Selama kunjungan kenegaraan ke AS akhir tahun lalu, PM Albanese mengonfirmasi bahwa dia menyampaikan penderitaan Assange kepada Presiden Joe Biden secara langsung.

Dan pada bulan Februari, parlemen Australia – dengan dukungan perdana menteri – memberikan suara terbanyak untuk mendesak AS dan Inggris agar mengizinkannya kembali ke Australia.

 

4 dari 4 halaman

Kasus Julian Assange Dianggap Merepotkan AS

Di AS, kasus ini telah lama dianggap “merepotkan” bagi Departemen Kehakiman dan pemerintahan presiden berturut-turut, kata mantan kepala staf CIA Larry Pfeiffer kepada BBC.

Ditambah dengan tekanan dari Australia dan rasa frustrasi di Inggris terhadap panjangnya proses persidangan di sana – gesekan dalam dua hubungan penting – ditambah dengan berjalannya waktu dan kemungkinan adanya banding lagi, maka Amerika menjadi sangat bersemangat untuk menyelesaikan kasus ini.

“Saya pikir ada orang-orang di Departemen Kehakiman yang berkata, 'Hei, Anda tahu, orang tersebut sebagian besar melakukannya untuk dirinya sendiri, tapi dia sudah menghabiskan banyak waktunya',” kata Pfeiffer.

Namun menyelesaikan kesepakatan ini merupakan penghargaan bagi Australia, tambahnya.“Ini adalah bukti betapa diplomasi diam-diam bisa berhasil.”

Adapun beberapa jam setelah kesepakatan pembelaan diumumkan, Stella Assange mengatakan orang-orang memandang suaminya secara berbeda.

“Iklim masyarakat telah berubah dan semua orang memahami bahwa Julian adalah korbannya,” ujar Stella.

Kenyataannya, Julian Assange masih menjadi sosok yang sangat terpolarisasi di Australia.

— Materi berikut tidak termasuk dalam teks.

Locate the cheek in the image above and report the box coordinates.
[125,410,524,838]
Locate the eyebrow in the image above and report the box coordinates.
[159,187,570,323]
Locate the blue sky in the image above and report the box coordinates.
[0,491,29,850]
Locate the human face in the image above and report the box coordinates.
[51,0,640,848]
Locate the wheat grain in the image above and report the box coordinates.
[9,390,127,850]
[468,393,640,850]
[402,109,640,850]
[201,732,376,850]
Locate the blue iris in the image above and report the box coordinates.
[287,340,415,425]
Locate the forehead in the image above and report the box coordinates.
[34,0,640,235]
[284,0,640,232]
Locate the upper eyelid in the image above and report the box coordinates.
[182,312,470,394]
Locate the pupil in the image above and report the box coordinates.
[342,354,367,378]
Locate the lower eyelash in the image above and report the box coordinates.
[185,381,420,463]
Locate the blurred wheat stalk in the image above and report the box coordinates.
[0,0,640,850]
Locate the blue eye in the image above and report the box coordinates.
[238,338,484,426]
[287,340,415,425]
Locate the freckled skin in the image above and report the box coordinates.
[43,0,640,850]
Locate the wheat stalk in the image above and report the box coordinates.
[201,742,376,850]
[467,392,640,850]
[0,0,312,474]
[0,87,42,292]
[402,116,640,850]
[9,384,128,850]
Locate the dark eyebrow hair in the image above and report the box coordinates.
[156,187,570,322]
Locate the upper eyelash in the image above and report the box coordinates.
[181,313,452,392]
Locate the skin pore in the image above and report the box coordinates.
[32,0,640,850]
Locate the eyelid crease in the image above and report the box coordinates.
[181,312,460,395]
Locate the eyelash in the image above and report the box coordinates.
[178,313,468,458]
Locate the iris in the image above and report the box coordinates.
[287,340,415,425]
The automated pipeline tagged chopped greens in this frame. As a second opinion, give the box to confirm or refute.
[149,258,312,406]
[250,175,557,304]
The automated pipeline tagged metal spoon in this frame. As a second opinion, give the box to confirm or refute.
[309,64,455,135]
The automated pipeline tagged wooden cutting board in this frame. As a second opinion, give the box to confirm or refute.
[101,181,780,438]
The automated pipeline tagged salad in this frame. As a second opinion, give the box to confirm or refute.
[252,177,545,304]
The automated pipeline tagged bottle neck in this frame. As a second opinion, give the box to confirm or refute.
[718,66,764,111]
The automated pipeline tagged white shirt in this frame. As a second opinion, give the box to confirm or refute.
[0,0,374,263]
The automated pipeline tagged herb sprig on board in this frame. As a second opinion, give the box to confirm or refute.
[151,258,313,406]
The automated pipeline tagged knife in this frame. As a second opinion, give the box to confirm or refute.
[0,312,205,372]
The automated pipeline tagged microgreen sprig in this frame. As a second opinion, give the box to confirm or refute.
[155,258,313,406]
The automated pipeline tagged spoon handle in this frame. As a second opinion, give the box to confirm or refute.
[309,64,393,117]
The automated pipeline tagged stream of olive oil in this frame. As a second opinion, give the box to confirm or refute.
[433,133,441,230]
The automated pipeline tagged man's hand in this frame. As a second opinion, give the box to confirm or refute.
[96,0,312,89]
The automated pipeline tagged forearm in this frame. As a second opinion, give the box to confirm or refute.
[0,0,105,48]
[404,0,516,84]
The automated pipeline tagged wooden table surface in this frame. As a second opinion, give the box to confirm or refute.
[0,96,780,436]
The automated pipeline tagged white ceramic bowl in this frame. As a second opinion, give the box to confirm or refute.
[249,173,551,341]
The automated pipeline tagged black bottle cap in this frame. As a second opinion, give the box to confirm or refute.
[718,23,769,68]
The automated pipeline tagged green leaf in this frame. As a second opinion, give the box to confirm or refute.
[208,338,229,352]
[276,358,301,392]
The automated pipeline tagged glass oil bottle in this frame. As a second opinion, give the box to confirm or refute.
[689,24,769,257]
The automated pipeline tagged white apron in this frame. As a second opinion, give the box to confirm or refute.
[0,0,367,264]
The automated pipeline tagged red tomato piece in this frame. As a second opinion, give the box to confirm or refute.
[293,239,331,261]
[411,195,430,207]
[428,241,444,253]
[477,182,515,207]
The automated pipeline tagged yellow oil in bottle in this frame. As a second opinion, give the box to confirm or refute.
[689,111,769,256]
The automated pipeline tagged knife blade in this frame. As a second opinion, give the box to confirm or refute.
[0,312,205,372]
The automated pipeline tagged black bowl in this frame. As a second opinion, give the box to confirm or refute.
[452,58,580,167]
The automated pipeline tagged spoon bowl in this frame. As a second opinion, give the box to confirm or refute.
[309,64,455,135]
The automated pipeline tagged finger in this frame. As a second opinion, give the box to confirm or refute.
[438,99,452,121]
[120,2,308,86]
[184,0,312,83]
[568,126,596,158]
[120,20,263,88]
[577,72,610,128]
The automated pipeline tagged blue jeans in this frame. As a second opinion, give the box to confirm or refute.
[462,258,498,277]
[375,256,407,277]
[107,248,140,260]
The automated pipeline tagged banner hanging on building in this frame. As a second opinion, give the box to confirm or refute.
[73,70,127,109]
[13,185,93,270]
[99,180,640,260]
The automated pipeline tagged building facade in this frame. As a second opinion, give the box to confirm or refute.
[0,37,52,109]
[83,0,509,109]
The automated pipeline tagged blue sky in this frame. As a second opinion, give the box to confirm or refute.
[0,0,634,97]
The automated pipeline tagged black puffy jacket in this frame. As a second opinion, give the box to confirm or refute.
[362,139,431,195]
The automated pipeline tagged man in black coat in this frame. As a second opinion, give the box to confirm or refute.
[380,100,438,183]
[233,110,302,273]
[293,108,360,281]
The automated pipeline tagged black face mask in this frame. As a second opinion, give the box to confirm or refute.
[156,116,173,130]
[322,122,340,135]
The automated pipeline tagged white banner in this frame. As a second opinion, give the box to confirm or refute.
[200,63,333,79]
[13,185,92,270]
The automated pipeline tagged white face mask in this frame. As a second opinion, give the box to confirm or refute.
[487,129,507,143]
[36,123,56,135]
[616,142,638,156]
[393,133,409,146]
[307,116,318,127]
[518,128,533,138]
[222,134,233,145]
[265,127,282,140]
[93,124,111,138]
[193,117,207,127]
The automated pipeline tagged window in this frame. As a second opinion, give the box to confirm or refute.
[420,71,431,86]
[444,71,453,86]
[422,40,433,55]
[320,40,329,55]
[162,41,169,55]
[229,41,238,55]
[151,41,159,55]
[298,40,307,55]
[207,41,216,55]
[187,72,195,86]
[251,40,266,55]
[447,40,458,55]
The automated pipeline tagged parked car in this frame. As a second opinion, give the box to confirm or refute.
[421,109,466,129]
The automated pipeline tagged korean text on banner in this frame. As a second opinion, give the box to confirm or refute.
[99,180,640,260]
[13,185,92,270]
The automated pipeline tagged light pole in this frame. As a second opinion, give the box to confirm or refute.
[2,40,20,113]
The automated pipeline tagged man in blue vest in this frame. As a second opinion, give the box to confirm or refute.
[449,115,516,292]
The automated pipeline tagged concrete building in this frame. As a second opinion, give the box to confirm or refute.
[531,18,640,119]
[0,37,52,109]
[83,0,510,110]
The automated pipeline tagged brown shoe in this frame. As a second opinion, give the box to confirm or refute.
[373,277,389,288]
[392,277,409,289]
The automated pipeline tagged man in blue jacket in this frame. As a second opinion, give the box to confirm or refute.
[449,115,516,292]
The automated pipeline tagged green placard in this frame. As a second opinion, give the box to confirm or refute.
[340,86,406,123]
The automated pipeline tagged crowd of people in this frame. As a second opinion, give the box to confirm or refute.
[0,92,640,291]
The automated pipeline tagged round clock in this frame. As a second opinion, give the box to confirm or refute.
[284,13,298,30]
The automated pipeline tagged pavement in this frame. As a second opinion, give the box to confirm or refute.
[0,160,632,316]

Alexander Downer – mantan menteri luar negeri Australia dan Komisaris Tinggi Australia untuk Inggris antara tahun 2014 dan 2018 – telah lama berpendapat bahwa Australia tidak boleh melakukan intervensi dalam permasalahan ini.

“Apa yang dia lakukan adalah pelanggaran pidana, dan itu adalah tindakan yang buruk, baik secara moral, dan membahayakan nyawa orang lain,” kata Alexander Downer kepada program Radio 4 BBC.

“Hanya karena dia orang Australia bukan berarti dia orang baik,” tambah Alexander Downer.

Di sisi lain, Senator Partai Hijau Peter Whish-Wilson mengatakan Julian Assange dianiaya karena “mengatakan kebenaran yang mengerikan dan tidak menyenangkan tentang kejahatan perang”.

“Penganiayaan terhadap Julian Assange telah menyoroti sistem hukum yang rusak, di mana orang yang tidak bersalah harus mengaku bersalah agar bisa bebas,” katanya.

Yang lainnya duduk di tengah abu-abu.

Barnaby Joyce telah lama menjadi salah satu anggota parlemen yang memimpin seruan pembebasan Assange – dengan alasan bahwa perlakuan terhadap Assange sangat buruk dan aspek ekstrateritorial dari kasus ini mengkhawatirkan. Namun dia selalu mengklarifikasi bahwa dia tidak yakin apa yang dilakukan Assange itu benar.

“Saya adalah mantan anggota Angkatan Pertahanan… Saya di sini bukan untuk memberikan jaminan atas karakternya,” katanya kepada BBC News Channel.

Beberapa pihak mendukung kebebasannya, namun menyuarakan ketidaknyamanan atas perannya sebagai pahlawan dan jurnalis. Yang lain menunjukkan kekhawatiran atas klaim campur tangan pemilu – bahkan karakterisasi yang dibuat oleh pejabat AS bahwa WikiLeaks adalah “dinas intelijen non-negara yang bermusuhan”.

Bahkan Albanese memberikan komentar halus: "Terlepas dari pandangan Anda tentang aktivitasnya, dan pandangan Anda akan beragam, kasus Assange telah berlarut-larut terlalu lama," katanya di parlemen pada hari Rabu (26/6).

Dengan menginjakkan kaki di tanah Australia, tampaknya Assange akhirnya bisa melanjutkan hidupnya – dimulai dengan ulang tahunnya yang ke-53 minggu depan, yang akan ia rayakan bersama keluarganya untuk pertama kalinya dalam 14 tahun.